What the heck is the MVPF?
Why Oregonians, especially elected officials, should know about this new way to allocate taxpayer dollars.
In an era of data, analytics, and statistical regression, politicians cannot get by with hunches and gut feelings. We can and should expect that our elected officials are consulting new research on what makes good policy. In particular, mayors, county commissioners, and state legislators should be reviewing the Marginal Value of Public Funds, or MVPF.
According to Opportunity Insights, the MVPF measures long-run policy effectiveness. Unlike a traditional cost-benefit analysis, the MVPF uses a longer time horizon to assess the effectiveness of a program. An early childhood education program had a MVPF of 12, which means that the enrolled children received nearly $12 in benefits for each $1 the of long-run cost to the government.
Oregonians would benefit from the MVPF becoming a core part of our policymaking. Unlike a traditional cost-benefit analysis, the MVPF allows policymakers to consider how the benefits of a program may produce societal returns that result in the government saving money or increasing its revenue.
For instance, some policies in the “Policy Impacts Library” have an infinite MVPF because the increase in income generated by additional schooling results in more tax revenue for the government—so much additional revenue that the program costs are entirely covered. That library, compiled by Opportunity Insights, should be bookmarked by every policymaker in the state.
While politicians like to think that they are policy innovators, the real innovation would be to lean into this metric as a guide for how to maximize the returns on public dollars. Relying more on the MVPF would uncover policy solutions that might otherwise sit on the backburner. Community college tuition changes in Texas, for instance, generated a MVPF of 349.51—in other words, $349.51 in benefits to students for every $1 in program costs. Medicaid expansions to young children recorded an infinite MVPF, so did helping low-income individuals move to areas with higher rates of social mobility.
Use of the MVPF will also help policymakers avoid “solutions” that tend not to have much bang for the buck. A housing voucher program in Chicago offers a case study in what not to do, only returning $0.65 in benefits for every dollar in long-term program costs.
Of course, not all benefits can be measured and some costs are always worth incurring. Society, for instance, should make sure that public buildings are accessible and designed for all, regardless of the MVPF on that project. But the days of policymakers leaning only on their guts or party platform to support or oppose a policy should be over.
Opportunity Insights is working on adding more and more policies to its library. Not all of those policies will be especially relevant to Oregon. For instance, the MVPF of a policy in New York City may not mean much for evaluating even an identical policy meant for Roseburg or Burns. Still, there should be some evidence that policymakers in Oregon have consulted similar policies in the library to make sure they’re headed in the right direction.

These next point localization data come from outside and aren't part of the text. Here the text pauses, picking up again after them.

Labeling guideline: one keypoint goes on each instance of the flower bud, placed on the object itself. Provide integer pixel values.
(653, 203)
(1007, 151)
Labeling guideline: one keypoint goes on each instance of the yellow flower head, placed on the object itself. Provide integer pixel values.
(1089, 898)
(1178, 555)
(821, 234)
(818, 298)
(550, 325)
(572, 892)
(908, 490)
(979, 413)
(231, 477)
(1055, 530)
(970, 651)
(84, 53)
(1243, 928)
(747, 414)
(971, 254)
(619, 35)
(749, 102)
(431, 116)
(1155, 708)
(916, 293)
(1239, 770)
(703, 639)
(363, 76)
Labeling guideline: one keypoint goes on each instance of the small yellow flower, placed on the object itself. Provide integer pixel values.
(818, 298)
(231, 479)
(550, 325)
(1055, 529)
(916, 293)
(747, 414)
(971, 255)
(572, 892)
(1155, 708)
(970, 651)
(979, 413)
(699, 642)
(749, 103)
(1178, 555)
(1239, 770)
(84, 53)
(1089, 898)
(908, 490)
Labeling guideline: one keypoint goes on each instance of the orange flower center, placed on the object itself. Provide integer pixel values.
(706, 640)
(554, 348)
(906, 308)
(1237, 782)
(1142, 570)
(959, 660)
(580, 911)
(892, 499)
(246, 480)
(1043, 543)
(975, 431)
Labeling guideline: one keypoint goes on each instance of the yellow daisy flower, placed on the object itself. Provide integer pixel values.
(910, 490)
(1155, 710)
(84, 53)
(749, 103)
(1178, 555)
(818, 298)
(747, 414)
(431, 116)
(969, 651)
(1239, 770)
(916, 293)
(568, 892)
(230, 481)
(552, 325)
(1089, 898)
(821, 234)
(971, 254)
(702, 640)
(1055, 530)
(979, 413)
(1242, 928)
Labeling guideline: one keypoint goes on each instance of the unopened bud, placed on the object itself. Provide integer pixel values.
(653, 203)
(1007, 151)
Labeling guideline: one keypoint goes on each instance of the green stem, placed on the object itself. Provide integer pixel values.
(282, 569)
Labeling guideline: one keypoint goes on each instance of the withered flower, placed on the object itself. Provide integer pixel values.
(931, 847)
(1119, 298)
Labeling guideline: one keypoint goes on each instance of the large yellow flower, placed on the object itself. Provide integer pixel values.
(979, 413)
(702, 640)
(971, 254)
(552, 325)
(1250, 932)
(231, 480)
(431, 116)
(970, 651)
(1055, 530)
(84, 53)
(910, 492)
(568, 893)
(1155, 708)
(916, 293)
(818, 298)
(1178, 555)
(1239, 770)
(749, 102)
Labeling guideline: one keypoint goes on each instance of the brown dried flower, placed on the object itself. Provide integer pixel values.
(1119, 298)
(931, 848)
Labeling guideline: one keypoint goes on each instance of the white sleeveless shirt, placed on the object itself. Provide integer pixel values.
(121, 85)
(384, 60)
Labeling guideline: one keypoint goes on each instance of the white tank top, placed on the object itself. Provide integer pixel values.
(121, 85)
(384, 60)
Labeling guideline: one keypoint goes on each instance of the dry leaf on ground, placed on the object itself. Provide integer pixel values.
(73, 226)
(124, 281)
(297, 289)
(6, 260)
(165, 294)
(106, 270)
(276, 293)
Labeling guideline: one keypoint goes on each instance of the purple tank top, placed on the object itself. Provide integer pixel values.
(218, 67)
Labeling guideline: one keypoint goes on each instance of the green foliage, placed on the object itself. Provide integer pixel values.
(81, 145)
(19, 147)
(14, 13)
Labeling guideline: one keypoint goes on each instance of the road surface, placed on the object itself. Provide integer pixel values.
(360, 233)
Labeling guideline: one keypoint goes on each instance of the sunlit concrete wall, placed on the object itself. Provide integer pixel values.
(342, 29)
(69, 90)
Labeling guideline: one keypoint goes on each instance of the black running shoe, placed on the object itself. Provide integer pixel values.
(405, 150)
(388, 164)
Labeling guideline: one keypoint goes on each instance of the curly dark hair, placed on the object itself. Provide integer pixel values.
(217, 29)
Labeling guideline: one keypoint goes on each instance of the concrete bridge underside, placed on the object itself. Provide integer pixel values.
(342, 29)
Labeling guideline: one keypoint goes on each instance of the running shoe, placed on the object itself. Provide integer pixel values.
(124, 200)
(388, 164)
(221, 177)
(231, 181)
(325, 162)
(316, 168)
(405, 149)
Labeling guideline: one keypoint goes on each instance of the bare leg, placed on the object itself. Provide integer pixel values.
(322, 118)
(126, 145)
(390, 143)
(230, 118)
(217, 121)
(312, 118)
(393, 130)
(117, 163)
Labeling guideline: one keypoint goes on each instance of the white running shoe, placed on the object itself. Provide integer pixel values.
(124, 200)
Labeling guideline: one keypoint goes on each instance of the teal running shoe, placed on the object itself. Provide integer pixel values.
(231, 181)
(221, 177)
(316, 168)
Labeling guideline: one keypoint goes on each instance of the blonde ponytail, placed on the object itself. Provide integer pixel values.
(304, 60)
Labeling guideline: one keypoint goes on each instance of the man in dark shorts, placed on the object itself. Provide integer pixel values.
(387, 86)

The stakes are too high for our politics to be dictated by party platforms. Evidence-based policymaking may not excite your political juices, but we need to stop treating politics like some weird version of fantasy sports. Who “wins” and “loses” in the political game does not matter when lives are at stake and our quality of life is in question.
Kevin Frazier edits The Oregon Way. His “day job” is attending school at the UC Berkeley School of Law and Harvard Kennedy School. A born-and-raised Oregonian, he looks forward to finding his way home after graduation.
"Silence, Texting, and the Pursuit of Knowledge" by hjl is licensed under CC BY-NC 2.0
Kevin, isn't this just a more refined method for computing the benefit side of a cost-benefit analysis? A good thing for sure, but not necessarily that much different from what most policy shops do now. Plus, I'd like to see some caution with the projection of results from current populations based on prior results. Better to see a range of outcomes, low to high, allowing for the vagaries of human experience. I think that would add some credibility to the projections. When one sees returns quantified down to the penny, it occasions some skepticism. A little predictive humility would be more convincing.